8 tn Heb “behold, look.” Moses should take this fact into consideration.
9 sn The Law said that God would not clear the guilty. But here the punishment is postponed to some future date when he would revisit this matter. Others have taken the line to mean that whenever a reckoning was considered necessary, then this sin would be included (see B. Jacob, Exodus, 957). The repetition of the verb traditionally rendered “visit” in both clauses puts emphasis on the certainty – so “indeed.”
10 tn The verse is difficult because of the double reference to the making of the calf. The NJPS’s translation tries to reconcile the two by reading “for what they did with the calf that Aaron had made.” B. S. Childs (Exodus [OTL], 557) explains in some detail why this is not a good translation based on syntactical grounds; he opts for the conclusion that the last three words are a clumsy secondary addition. It seems preferable to take the view that both are true, Aaron is singled out for his obvious lead in the sin, but the people sinned by instigating the whole thing.
11 sn Most commentators have difficulty with this verse. W. C. Kaiser says the strict chronology is not always kept, and so the plague here may very well refer to the killing of the three thousand (“Exodus,” EBC 2:481).
12 tn The two imperatives underscore the immediacy of the demand: “go, go up,” meaning “get going up” or “be on your way.”
13 tn Or “the land which I swore.”
14 tn Heb “seed.”
15 sn This seems not to be the same as the Angel of the Presence introduced before.

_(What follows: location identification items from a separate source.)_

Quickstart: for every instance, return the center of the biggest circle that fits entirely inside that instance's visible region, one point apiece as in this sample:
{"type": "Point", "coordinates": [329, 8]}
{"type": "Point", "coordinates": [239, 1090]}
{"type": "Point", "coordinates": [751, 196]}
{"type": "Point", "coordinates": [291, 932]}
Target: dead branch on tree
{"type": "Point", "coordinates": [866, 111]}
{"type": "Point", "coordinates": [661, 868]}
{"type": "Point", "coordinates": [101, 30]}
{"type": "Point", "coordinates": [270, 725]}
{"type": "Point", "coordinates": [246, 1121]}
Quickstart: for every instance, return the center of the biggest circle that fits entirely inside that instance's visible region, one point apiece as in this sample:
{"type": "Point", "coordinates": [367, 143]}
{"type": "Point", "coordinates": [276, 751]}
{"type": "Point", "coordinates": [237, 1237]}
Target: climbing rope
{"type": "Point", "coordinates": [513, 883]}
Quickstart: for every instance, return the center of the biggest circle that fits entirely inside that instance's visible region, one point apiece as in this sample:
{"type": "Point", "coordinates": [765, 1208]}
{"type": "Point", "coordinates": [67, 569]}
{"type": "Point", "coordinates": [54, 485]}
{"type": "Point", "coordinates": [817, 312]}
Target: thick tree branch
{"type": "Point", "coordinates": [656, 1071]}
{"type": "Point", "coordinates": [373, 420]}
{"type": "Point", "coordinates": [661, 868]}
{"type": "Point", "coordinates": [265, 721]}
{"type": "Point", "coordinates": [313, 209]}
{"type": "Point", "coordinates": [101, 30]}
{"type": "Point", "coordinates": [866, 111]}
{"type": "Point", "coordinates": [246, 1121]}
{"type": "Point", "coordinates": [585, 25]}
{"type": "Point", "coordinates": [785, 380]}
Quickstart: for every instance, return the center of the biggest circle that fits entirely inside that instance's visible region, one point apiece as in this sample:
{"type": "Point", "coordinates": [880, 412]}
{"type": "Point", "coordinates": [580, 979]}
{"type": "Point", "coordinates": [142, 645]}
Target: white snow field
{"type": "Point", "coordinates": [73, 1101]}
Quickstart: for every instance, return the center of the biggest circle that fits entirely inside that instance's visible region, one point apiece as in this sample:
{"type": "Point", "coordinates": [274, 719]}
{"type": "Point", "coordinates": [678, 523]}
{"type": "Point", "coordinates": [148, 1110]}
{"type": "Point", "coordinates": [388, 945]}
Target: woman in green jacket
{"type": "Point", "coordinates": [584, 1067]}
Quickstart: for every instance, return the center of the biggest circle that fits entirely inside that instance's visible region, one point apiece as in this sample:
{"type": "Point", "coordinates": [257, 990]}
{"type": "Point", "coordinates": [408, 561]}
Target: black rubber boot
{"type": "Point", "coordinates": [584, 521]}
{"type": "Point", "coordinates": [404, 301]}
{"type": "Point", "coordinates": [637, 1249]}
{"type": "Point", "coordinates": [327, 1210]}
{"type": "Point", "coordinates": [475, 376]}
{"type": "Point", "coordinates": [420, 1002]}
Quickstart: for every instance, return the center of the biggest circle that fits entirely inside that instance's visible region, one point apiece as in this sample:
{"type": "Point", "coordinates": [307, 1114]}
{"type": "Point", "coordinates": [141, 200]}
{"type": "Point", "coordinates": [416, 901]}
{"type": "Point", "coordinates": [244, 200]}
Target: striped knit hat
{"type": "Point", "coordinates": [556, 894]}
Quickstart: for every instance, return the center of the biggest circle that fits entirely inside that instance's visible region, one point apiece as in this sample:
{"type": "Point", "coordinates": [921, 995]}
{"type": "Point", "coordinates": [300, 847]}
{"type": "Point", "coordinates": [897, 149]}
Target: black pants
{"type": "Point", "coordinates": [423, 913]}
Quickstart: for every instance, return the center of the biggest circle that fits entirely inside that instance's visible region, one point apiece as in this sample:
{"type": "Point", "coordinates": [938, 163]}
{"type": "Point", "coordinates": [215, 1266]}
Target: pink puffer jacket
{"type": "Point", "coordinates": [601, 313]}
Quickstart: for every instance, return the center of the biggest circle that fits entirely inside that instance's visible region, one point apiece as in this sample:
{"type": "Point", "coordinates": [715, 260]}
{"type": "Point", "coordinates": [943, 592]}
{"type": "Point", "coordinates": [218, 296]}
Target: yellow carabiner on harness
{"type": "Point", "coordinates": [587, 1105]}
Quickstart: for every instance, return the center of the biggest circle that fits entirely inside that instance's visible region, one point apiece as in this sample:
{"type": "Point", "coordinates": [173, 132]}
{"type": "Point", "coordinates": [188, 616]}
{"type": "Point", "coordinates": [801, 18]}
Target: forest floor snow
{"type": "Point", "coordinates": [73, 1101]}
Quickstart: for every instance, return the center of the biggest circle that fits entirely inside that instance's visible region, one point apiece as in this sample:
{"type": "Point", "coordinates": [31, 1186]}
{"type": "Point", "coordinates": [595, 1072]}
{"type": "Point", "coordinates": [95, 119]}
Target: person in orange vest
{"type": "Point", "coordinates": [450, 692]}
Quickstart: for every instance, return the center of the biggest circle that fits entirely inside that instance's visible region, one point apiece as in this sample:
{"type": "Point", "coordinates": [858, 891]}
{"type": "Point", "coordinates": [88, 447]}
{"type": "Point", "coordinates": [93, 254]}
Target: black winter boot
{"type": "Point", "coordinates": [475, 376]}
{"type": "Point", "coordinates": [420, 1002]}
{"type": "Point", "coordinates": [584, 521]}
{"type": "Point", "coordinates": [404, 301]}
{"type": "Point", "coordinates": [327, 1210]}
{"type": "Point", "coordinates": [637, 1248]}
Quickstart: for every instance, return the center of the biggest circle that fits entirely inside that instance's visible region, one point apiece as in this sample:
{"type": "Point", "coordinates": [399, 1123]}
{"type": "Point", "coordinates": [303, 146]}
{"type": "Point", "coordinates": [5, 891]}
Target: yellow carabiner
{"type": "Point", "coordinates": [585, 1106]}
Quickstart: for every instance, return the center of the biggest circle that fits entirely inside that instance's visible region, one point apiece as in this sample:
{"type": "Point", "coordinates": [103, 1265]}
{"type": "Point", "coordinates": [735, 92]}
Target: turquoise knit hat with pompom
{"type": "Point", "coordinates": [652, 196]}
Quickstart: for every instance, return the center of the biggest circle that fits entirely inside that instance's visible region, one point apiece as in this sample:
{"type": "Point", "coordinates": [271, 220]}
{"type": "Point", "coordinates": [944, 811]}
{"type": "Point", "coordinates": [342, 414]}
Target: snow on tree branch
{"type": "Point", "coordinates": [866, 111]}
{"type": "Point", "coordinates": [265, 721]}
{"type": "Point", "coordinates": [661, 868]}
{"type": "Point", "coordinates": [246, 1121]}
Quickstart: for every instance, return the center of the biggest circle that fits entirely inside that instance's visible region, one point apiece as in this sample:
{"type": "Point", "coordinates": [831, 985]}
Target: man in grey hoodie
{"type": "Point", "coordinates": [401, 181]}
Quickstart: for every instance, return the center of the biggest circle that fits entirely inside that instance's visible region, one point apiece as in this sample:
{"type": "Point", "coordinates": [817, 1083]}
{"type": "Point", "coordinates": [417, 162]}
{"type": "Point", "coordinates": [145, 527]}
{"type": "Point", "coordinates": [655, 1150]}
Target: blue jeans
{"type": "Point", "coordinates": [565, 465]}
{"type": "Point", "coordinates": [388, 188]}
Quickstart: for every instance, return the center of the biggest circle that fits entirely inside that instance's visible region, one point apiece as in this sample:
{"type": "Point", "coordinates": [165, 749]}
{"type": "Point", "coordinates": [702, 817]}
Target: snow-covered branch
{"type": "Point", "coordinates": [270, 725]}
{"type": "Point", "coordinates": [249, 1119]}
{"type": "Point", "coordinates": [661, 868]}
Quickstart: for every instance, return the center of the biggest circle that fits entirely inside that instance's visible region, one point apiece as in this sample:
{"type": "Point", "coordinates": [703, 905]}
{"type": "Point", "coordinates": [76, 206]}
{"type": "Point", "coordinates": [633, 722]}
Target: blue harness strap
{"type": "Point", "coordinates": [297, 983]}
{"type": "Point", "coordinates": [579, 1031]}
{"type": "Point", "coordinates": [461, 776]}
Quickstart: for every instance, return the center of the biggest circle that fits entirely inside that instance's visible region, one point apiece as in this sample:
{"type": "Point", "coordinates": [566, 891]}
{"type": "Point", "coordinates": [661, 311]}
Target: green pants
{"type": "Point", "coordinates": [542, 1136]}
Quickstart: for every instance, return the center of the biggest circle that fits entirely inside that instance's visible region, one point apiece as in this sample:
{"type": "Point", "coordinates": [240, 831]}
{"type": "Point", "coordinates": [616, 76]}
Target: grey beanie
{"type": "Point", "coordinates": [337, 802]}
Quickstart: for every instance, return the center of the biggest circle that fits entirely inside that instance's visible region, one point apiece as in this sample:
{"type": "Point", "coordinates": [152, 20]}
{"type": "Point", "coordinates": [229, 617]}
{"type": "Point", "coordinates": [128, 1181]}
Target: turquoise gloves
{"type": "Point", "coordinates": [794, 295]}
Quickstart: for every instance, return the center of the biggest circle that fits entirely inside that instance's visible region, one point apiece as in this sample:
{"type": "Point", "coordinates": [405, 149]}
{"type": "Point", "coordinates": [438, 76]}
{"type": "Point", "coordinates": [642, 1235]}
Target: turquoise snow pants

16 sn See T. Ishida, “The Structure and Historical Implications of Lists of Pre-Israelite Nations,” Bib (1979): 461-90.
17 tn This verse seems to be a continuation of the command to “go up” since it begins with “to a land….” The intervening clauses are therefore parenthetical or relative. But the translation is made simpler by supplying the verb.
18 tn This is a strong adversative here, “but.”
19 tn The clause is “lest I consume you.” It would go with the decision not to accompany them: “I will not go up with you…lest I consume (destroy) you in the way.” The verse is saying that because of the people’s bent to rebellion, Yahweh would not remain in their midst as he had formerly said he would do. Their lives would be at risk if he did.
20 tn Or “bad news” (NAB, NCV).
21 sn The people would rather have risked divine discipline than to go without Yahweh in their midst. So they mourned, and they took off the ornaments. Such had been used in making the golden calf, and so because of their association with all of that they were to be removed as a sign of remorse.
22 tn The verse simply begins “And Yahweh said.” But it is clearly meant to be explanatory for the preceding action of the people.
23 tn The construction is formed with a simple imperfect in the first half and a perfect tense with vav (ו) in the second half. Heb “[in] one moment I will go up in your midst and I will destroy you.” The verse is certainly not intended to say that God was about to destroy them. That, plus the fact that he has announced he will not go in their midst, leads most commentators to take this as a conditional clause: “If I were to do such and such, then….”
24 tn The Hebrew text also has “from on you.”
25 tn The form is the cohortative with a vav (ו) following the imperative; it therefore expresses the purpose or result: “strip off…that I may know.” The call to remove the ornaments must have been perceived as a call to show true repentance for what had happened. If they repented, then God would know how to deal with them.
26 tn This last clause begins with the interrogative “what,” but it is used here as an indirect interrogative. It introduces a noun clause, the object of the verb “know.”